Provided that an issuer whose debt securities are listed as on the date of publication of the Securities and Exchange Board of India (Issue and Listing of Non-Convertible Securities) (Amendment) Regulations, 2023 in the official gazette, shall amend the trust deed to incorporate the above provision on or before September 30, 2023.

  • In regulation 23, obligations of the issuer, sub-regulation (6) shall be inserted, namely – If an issuer is a company, it shall ensure that its Articles of Association require its Board of Directors to appoint the person nominated by the debenture trustee(s) in terms of clause (e) of sub-regulation (1) of regulation 15 of the Securities and Exchange Board of India (Debenture Trustees) Regulations, 1993 as a director on its Board of Directors:

Provided that the issuer whose debt securities are listed as on the date of publication of the Securities and Exchange Board of India (Issue and Listing of Non-Convertible Securities) (Amendment) Regulations, 2023 in the official gazette, shall amend its Articles of Association to comply with this provision, on or before September 30, 2023:

Provided further that the issuer, which is in default of payment of interest or repayment of principal amount in respect of listed debt securities, shall appoint the person nominated by the debenture trustee(s) as a director on its Board of Directors, within one month from date of receipt of nomination from the debenture trustee or the date of publication of the Securities and Exchange Board of India (Issue and Listing of Non-Convertible Securities) (Amendment) Regulations, 2023 in the official gazette, whichever is later.

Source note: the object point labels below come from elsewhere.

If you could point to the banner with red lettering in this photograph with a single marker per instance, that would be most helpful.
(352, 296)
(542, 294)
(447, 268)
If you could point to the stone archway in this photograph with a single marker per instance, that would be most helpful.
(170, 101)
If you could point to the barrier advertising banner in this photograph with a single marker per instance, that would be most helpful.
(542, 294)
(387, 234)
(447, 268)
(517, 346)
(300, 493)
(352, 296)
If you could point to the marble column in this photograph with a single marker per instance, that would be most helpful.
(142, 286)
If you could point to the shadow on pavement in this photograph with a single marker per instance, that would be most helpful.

  • Regulation (33A) shall be inserted, namely –

Period of subscription

33A. (1) A public issue of debt securities or, non-convertible redeemable preference shares shall be kept open for a minimum of three working days and a maximum of ten working days.

(2) In case of a revision in the price band or yield, the issuer shall extend the bidding (issue) period disclosed in the offer document for a minimum period of three working days: Provided that the overall bidding (issue) period shall not exceed the maximum number of days, as provided in sub-regulation (1).

(3) In case of force majeure, banking strike or similar circumstances, the issuer may, for reasons to be recorded in writing, extend the bidding (issue) period disclosed in the offer document: Provided that the overall bidding (issue) period shall not exceed the maximum number of days, as provided in sub-regulation (1).

  • In regulation 50, general conditions, sub-regulation (5) shall be inserted, namely – The designated stock exchange shall collect a regulatory fee as specified in Schedule VI to these regulations from an issuer of perpetual debt instruments, perpetual non-cumulative preference shares and similar instruments at the time of their listing.

In schedule VI, regulatory fees, clause 1 shall be substituted, namely – In respect of every draft offer document filed in terms of these regulations, a non-refundable fee of 0.00025% of issue size, subject to the minimum of twenty-five thousand rupees and maximum of fifty lakh rupees, shall be payable to the Board.